The jury heard all the evidence and listened to these same arguments, and then decided UNANIMOUSLY that the county and the three officers were liable. The jury found Sheriff Downey and Officer Hershberger not liable. Honsal did not watch the jail videos. The jury did, and he should, too.
I am Daren Borges’ step-father. We lived in Eureka and I practiced law there until 2005. I attended the full trial and testified about my wife’s loss. I write this letter to add to the coverage in the hope that the additional evidence the jury heard will aid your readers. I will address three points.
Although the jail policy was adequate, the defendants weren’t following it. Instead, they testified that they felt free to improvise and take short cuts that violated written policies. That was deliberate, not negligent behavior. Even though the defendants’ own expert emphasized how critically important the written policies were, the officers argued in their testimony that they were just “guidelines” subject to their interpretation and discretion. Worse, the jail videos also showed that the required policies were violated. Daren was in acute distress. Policy required that Daren be oriented to himself. The officer’s form said he was not. The officers admitted that he was mumbling and incoherent. Policy required that a set of questions be posed (by them) and answered by the detainee; and if not, then the detainee must be taken to the hospital. The video made it clear that they didn’t, and couldn’t, complete the eight to 10-minute exercise on a detainee mumbling incoherently and in acute distress in the one to two minutes they said they took to complete their procedures. The video is clear.

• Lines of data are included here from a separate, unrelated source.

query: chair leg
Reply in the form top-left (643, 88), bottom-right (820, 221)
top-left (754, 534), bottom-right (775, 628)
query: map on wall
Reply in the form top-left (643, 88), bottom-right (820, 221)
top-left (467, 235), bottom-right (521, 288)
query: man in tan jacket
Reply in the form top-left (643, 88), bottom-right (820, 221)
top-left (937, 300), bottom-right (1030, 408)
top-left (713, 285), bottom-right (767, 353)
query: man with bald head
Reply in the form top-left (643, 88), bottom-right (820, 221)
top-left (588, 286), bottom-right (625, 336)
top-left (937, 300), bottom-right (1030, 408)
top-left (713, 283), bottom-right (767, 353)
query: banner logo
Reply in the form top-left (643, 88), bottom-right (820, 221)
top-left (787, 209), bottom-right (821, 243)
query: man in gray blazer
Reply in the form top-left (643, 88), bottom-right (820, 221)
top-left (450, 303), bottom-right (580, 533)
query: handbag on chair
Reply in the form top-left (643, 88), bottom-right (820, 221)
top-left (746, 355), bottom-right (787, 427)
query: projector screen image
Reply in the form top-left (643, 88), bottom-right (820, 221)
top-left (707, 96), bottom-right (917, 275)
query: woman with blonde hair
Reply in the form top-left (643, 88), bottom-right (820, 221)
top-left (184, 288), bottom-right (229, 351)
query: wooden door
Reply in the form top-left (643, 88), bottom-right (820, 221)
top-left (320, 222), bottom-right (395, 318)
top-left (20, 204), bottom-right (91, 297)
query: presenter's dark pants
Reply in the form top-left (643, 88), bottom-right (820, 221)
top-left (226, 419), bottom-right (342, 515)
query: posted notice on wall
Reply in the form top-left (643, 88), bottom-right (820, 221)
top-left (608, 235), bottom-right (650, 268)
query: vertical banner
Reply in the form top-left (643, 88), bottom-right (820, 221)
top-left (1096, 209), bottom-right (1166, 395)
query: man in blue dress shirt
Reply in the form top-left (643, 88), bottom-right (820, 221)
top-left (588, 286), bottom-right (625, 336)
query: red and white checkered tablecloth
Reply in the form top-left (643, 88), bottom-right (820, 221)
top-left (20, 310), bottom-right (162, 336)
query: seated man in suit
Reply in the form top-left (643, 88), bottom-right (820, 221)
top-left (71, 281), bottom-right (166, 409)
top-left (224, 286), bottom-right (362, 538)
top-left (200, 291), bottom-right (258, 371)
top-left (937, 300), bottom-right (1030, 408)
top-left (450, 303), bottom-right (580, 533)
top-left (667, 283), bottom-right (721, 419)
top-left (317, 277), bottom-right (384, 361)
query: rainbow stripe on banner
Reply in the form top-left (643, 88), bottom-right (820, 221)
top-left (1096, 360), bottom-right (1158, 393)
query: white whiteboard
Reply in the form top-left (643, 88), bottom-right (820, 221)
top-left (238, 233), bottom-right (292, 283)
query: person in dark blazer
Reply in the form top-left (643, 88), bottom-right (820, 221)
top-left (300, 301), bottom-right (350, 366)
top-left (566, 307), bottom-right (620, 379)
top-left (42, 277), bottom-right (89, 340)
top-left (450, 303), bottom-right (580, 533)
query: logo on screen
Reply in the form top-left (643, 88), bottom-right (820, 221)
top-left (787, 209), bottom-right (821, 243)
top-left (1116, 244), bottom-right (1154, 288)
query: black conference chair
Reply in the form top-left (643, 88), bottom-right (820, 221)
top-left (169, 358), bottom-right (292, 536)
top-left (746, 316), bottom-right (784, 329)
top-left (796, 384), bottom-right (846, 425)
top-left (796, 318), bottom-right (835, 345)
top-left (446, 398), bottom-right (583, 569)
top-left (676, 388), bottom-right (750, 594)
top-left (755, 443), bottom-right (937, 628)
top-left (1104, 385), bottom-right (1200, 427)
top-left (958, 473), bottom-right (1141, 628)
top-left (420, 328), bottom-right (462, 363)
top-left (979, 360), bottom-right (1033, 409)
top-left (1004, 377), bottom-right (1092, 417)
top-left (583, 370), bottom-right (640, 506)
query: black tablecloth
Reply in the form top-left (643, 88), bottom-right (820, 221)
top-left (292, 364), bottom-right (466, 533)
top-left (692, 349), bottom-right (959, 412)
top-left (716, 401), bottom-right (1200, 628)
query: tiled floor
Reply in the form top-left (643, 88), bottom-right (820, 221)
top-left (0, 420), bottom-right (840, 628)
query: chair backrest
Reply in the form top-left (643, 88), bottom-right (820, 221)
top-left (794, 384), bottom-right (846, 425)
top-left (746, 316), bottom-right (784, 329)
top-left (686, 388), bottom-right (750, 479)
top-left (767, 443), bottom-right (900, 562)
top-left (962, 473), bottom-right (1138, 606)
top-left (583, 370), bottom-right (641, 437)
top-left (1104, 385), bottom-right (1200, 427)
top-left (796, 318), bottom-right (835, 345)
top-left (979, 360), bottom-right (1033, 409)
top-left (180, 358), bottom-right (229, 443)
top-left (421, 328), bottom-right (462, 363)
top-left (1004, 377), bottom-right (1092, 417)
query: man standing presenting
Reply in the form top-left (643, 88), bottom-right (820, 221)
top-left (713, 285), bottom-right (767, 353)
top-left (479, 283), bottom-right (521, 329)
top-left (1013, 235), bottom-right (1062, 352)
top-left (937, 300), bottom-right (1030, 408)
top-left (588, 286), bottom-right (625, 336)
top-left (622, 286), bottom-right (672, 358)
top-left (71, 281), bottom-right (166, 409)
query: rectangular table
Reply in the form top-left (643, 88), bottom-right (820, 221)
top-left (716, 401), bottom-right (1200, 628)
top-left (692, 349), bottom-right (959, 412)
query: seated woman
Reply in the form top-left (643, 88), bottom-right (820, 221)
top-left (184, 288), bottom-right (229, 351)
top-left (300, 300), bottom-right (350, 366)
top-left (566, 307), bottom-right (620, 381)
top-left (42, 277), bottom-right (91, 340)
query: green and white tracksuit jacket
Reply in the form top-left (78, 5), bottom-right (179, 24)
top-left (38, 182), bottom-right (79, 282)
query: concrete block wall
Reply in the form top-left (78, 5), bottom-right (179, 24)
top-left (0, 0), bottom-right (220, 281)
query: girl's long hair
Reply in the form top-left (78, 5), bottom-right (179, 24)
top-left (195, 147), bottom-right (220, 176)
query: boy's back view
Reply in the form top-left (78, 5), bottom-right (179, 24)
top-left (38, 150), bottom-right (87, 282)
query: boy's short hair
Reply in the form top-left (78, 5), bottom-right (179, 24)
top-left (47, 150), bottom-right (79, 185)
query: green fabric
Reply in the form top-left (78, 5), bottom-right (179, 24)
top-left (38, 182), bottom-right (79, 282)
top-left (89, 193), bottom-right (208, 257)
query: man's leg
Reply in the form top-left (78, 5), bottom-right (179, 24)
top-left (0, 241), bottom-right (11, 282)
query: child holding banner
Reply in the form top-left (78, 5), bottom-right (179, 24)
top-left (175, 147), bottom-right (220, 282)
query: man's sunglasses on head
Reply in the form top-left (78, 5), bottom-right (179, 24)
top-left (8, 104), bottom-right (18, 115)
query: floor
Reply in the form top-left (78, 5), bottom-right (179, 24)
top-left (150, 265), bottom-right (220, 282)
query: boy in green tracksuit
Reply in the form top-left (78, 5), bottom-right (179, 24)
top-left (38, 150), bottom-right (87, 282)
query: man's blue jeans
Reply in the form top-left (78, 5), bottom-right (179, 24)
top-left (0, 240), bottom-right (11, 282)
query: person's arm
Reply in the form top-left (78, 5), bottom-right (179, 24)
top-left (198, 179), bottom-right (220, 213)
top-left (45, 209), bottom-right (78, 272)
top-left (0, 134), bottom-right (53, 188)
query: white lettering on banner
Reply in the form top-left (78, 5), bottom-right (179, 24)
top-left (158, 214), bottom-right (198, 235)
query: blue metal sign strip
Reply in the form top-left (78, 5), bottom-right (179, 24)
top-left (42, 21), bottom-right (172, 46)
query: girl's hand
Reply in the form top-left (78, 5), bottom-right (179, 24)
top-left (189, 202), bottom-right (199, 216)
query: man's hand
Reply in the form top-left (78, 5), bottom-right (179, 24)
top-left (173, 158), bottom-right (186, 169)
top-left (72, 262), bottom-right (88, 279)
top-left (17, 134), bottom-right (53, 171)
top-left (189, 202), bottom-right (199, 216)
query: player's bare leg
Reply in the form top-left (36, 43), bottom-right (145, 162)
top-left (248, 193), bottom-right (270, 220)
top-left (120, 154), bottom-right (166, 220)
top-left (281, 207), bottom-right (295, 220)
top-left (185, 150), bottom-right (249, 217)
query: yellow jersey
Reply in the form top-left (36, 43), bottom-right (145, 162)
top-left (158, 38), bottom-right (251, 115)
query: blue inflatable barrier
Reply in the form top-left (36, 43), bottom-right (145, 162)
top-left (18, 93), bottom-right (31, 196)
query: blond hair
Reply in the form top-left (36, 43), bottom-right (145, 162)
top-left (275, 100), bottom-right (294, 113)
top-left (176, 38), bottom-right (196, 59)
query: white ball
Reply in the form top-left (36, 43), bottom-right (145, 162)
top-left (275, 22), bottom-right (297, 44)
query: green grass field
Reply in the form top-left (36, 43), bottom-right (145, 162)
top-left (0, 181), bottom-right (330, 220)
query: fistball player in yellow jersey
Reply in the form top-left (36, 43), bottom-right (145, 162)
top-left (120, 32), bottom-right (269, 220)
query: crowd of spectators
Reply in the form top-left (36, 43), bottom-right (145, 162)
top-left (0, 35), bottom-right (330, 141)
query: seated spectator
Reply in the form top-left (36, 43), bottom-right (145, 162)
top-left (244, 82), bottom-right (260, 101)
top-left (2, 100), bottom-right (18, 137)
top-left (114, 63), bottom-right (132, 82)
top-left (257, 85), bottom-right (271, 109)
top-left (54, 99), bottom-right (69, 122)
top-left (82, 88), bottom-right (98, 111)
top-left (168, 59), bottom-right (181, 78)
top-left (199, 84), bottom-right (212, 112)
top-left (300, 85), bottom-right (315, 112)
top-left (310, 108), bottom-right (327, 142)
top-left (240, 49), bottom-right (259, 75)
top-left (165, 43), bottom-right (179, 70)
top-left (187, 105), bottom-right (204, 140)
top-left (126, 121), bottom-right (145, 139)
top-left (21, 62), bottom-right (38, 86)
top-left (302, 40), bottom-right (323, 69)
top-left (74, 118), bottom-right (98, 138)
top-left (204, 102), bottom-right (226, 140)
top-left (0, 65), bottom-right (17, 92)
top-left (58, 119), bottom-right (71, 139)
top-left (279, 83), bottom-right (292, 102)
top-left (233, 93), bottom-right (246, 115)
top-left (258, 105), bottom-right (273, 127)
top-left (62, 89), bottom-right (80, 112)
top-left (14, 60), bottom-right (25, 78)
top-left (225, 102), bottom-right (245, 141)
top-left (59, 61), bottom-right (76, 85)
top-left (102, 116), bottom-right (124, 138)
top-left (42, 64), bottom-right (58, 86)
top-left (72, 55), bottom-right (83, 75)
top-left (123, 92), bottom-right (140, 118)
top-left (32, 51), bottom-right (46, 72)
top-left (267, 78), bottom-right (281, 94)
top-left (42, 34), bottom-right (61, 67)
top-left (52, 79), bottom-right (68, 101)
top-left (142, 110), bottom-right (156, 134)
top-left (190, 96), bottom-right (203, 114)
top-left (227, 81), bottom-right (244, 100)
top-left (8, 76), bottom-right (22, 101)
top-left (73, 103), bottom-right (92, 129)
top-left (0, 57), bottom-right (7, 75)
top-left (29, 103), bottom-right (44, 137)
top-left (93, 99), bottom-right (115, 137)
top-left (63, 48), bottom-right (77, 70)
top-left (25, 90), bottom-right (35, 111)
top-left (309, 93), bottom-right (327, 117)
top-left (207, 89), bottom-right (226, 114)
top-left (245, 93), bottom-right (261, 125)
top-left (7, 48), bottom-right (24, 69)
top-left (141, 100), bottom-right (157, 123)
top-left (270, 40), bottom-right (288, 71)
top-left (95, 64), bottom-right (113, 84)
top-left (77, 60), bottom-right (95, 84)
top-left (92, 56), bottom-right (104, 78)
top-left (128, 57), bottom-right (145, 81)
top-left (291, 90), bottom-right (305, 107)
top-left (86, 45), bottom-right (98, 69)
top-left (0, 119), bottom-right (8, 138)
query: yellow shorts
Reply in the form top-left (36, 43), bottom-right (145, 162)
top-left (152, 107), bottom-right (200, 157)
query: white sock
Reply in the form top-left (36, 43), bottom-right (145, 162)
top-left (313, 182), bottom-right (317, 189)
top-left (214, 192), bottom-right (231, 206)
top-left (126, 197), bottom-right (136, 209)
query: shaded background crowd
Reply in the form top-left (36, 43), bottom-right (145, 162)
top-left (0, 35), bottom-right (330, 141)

Essentially, the officers short-circuited the policy, and substituted their own judgment for that of a qualified medical professional. They didn’t just err in that judgment, they failed to follow policy that required the judgment be made by others. The jury simply didn’t believe the officers. The jury understood, and rendered its verdict accordingly.
The case was not one of “negligence,” but the violation of a Constitutional right — a claim that involves much more than a simple error of judgment — an argument that the defense raised, but which the judge and the jury completely rejected. This Constitutional violation didn’t happen by accident. It was an intentional act when the officer knew or should have known that serious harm would follow. This is the “reasonable person” objective legal standard. It doesn’t matter, as the officers argued, “we didn’t intend harm.” Such a “subjective” standard is not the law, and it is hardly a standard at all. Such a standard would not even require the officers to follow their own policies.
Last, plaintiff’s emergency room physician expert explained that in over 200 meth overdose cases he had not lost one patient from an overdose, including many with higher doses than Daren! He testified that had Daren been taken to the emergency room he would have been saved. The amount in his system was toxic and fatal only because he received no treatment. Defendant’s expert pathologist had to agree. He concluded his testimony by admitting that only one out of 100 suffering such meth intoxication die from it if they are treated in time. The ones who have died are the ones he sees. Nor was he helpful when he admitted that he only dealt with dead people, and then testified that the last live patient he had seen was over 35 years ago.
The award was not just because we were sympathetic, although we were. Nor was it just because we had gifted and talented lawyers, though they were. The award is best understood because the jury heard all the evidence and found the officers were wrong under the law, and thus liable.
Now we know what happened, and so does the public. The county was found liable. Honsal has much to do, and it should start with cleaning up his officers and their practices.